O documento segue as diretrizes estabelecidas no Projeto de Lei de Diretrizes Orçamentárias (PLDO), aprovado pela Assembleia Legislativa em 14 de julho, por 39 votos a 13.

Durante a entrega, Leite afirmou que a proposta está alinhada à LDO e avaliou que, apesar da melhora das contas públicas nos últimos anos, o equilíbrio fiscal do Estado permanece frágil.

Entre os principais passivos citados pelo governador estão o déficit previdenciário, a dívida do Estado com a União e o estoque de precatórios.

Leite também afirmou que a elaboração da proposta precisou considerar a perda de arrecadação provocada pela derrubada do veto ao projeto que extinguiu a taxa de expedição do Certificado de Registro e Licenciamento de Veículo (CRLV).

Segundo o governador, esses fatores continuam impondo desafios à manutenção do equilíbrio das contas estaduais.

Após a entrega, a proposta será publicada no Diário Oficial da Assembleia Legislativa e encaminhada à Comissão de Finanças, Planejamento, Fiscalização e Controle.

O projeto permanecerá em pauta regimental durante 15 dias úteis, período em que poderão ser apresentadas emendas parlamentares e populares.

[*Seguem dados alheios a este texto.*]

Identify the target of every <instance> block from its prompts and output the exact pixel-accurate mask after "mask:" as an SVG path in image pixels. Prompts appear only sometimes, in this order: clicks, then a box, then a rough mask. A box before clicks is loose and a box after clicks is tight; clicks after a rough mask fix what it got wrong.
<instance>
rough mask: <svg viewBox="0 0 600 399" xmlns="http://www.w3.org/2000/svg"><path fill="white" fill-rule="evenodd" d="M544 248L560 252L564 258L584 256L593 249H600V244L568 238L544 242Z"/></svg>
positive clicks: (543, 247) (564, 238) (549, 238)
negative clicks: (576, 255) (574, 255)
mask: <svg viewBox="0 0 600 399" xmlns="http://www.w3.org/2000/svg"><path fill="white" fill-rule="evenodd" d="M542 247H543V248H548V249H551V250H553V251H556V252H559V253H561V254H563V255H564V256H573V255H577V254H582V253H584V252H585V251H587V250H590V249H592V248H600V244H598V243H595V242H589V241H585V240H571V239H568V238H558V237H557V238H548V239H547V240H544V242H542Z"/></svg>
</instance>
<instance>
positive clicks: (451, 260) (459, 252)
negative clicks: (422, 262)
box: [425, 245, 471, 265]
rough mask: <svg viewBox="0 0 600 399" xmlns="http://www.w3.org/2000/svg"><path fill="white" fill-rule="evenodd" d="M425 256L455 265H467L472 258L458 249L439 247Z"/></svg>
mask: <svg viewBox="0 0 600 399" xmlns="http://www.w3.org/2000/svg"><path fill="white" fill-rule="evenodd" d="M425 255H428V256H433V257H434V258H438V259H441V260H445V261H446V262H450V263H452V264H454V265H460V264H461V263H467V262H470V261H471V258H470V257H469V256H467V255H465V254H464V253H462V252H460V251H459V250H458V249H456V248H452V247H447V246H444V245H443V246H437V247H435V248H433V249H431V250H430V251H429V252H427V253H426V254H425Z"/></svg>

As emendas da sociedade deverão contar com a assinatura de pelo menos 500 eleitores ou ser encaminhadas por duas entidades representativas.

A Comissão de Finanças também escolherá um relator, responsável por analisar a proposta original e as alterações apresentadas.

Depois da análise e votação do parecer na comissão, a proposta poderá seguir para apreciação dos deputados em plenário.

Conforme o artigo 152 da Constituição Estadual, o Orçamento de 2027 deverá ser devolvido pelo Legislativo ao Poder Executivo para sanção até 30 de novembro.

A proposta será a última peça orçamentária apresentada durante o atual mandato de Eduardo Leite, que termina em janeiro de 2027.